Page:Leblanc — Contes du soleil et de la pluie, parus dans L’Auto, 1902-1907.djvu/37

La bibliothèque libre.
Le texte de cette page a été corrigé et est conforme au fac-similé.


CONTES DU SOLEIL ET DE LA PLUIE

Sur la Piste

Séparateur

Il n’est personne qui ne se rappelle l’effroyable accident qui fit tant de bruit cette année, vers le milieu de la saison sportive. Une épreuve de cinquante kilomètres se disputait entre trois des premiers champions du demi-fond. Au dernier tour l’un d’eux tomba, entraînant dans sa chute ses concurrents et leurs entraîneurs. Il y eut deux hommes de tués, un troisième se cassa les deux jambes, un quatrième est devenu fou.

On en parla beaucoup, les causes de la catastrophe, dont tous les spectateurs du reste avaient pu se rendre compte, furent minutieusement expliquées.

C’est hier seulement qu’un hasard étrange m’a fait voir ce drame — le mot n’est pas trop fort — sous un jour tout nouveau et si imprévu que je doute encore de la vérité.

Dans un de ces restaurants de la Porte-Maillot que fréquentent les coureurs, je me trouvais assis près d’une table où quelques-uns d’entre eux finissaient de dîner. C’est une aubaine que je recherche volontiers, rien n’étant plus amusant et plus pittoresque que ce petit monde où l’on potine comme dans toutes les coteries, où l’on se vante, où l’on se jalouse, où l’on se hait, où l’on est plein de fiel et d’envie, mais de jeunesse aussi, d’entrain, d’insouciance et, souvent, de véritable bonté.
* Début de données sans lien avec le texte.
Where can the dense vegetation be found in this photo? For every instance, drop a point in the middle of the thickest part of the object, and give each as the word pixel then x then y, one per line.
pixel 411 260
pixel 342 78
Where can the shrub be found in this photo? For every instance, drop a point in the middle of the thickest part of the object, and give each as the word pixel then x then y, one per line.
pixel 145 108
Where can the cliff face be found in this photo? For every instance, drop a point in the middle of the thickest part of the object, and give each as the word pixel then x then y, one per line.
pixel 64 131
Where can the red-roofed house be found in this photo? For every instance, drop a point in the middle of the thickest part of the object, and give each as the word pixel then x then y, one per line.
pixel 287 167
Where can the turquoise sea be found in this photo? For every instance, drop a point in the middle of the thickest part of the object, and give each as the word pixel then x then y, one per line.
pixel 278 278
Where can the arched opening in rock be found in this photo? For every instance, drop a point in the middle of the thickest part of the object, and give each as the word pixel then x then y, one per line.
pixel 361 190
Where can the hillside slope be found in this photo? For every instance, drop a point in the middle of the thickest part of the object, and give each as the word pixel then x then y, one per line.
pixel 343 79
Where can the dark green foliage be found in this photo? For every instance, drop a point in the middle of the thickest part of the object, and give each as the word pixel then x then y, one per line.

de connaissais de vue tous mes voisins : l’illustre Craquelin, Jacques Lambert, Bonjour, Domince, Marie Houstay etc. Ils étaient fort gais et fort bruyants, riant, pérorant et buvant en toute joie. Seul se tenait à l’écart, taciturne et distrait, quoique buvant sec, le fameux Bartissol, celui-là précisément dont la chute provoqua l’accident que je viens de rappeler, Bartissol que la mort de son ami Redeuil a laissé sans concurrent dans le demi-fond.